Di balik selimut, aku yang hanya mengenakan kemeja yang dikancing asal, bergelung nyaman dalam pelukan Mas Galuh yang bertelanjang dada. Aku menyukai irama detak jantungnya yang terdengar cepat. Rasa hangat ini bukan hanya dari selimut, tapi juga tubuh Mas Galuh yang seakan melindungiku dari dinginnya udara malam ini.

"Aku minta maaf kalau menyakitimu sepanjang pernikahan ini. Aku hanya butuh waktu untuk meyakinkan bahwa yang kita putuskan sudah tepat."

Aku mengeratkan pelukanku dan menenggelamkan wajahku di dada Mas Galuh. Aku mencintainya dan ingin memilikinya seumur hidupku.

"Aku akan memberikan apa pun kepadamu selain perpisahan," lanjutnya seraya mengusap lembut punggungku dan menghantarkan kenyamanan bersamaan dengan rasa asing yang memercik gairah. "Dan kamu tidak boleh memintaku untuk meninggalkanmu. Aku bertanggungjawab penuh atas dirimu dan hidupmu."

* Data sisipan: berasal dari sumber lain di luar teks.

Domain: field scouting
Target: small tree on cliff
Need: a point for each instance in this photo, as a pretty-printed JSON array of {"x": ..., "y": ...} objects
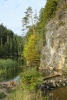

Aku mendongak, menatap wajahnya untuk mencari tahu apa yang sedang ia pikir dan rasakan. Wajah kami sangat dekat hingga aku bisa merasakan deru napasnya. Aku tersenyum sebelum mengucapkan kata maaf tanpa kata.

Bibirku tak sempat tertutup karena Mas Galuh menutupnya dengan ciuman yang lembut. Tanpa pikir panjang, aku memindah tanganku yang semula melingkar di pinggangnya dan mengusap lembut rahang Mas Galuh sambil membalas ciumannya yang hangat dan manis.

"Aku minta maaf, Nur. Aku janji akan bersikap lebih baik kepadamu. Kalau ada yang ingin kamu minta dan butuhkan, katakan kepadaku. Kamu—maafkan aku kan?"

Aku mengangguk pelan dengan hati yang berdebar.

Kami saling tersenyum dan wajahku menghangat. Mas Galuh mengecup keningku lama, turuh ke ujung hidung, lalu ke pipi sebelum kembali ke bibirku dan mengungkungku hingga kami merasa ingin mengulang lagi yang sesaat lalu terjadi.